Superintendent Mick Zais is presenting his plan for evaluating teachers and principals.

COLUMBIA, S.C. (WACH / AP) -- Superintendent Mick Zais is presenting his plan for evaluating teachers and principals.

The discussion Monday night in Columbia is the last in a series of public meetings. Hundreds of educators have attended similar gatherings in Beaufort, Greenville, Charleston and Florence.

Evaluating educators based on performance is a required part of the state's exemption from the all-or-nothing provisions of the federal No Child Left Behind law. The U.S. Education Department approved South Carolina's application in July.

But educators are upset about plans to include a school's overall performance as part of their individual grades.

They also don't like the idea of giving teachers letter grades. State Board of Education leaders said last month they have no intention of approving letter grades for the evaluation system set to start statewide in 2014.

The South Carolina Education Association hopes to have the following questions answered by Zais:

Q: Why should teachers be given letter-grades when hundreds of millions of other adults don't receive them in their evaluations?

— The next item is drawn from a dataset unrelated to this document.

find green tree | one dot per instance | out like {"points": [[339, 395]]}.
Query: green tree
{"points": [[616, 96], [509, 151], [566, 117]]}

Q: This plan bases up to 30% of a teacher's evaluation on schoolwide test the teacher has never seen. Won't using school wide scores to evaluate teachers discourage them from working in struggling schools?

Q: The US Dept of Education found the value-added data used in this plan to have a 36% error rate. Leading researchers with the National Academy of Sciences said that "Value-added estimates of teacher effectiveness...are far too unstable to be considered fair or reliable." and "should not be used to make operational decisions." How can such data be suitable for professional evaluation?

Q: The ESEA waiver document produced by the SC Dept of Ed states, " The Department does not anticipate that teacher objections will be an impediment to implementation." Why was the Department determined to override teacher objections? Why not collaborate to create a plan that would be seen as legitimate?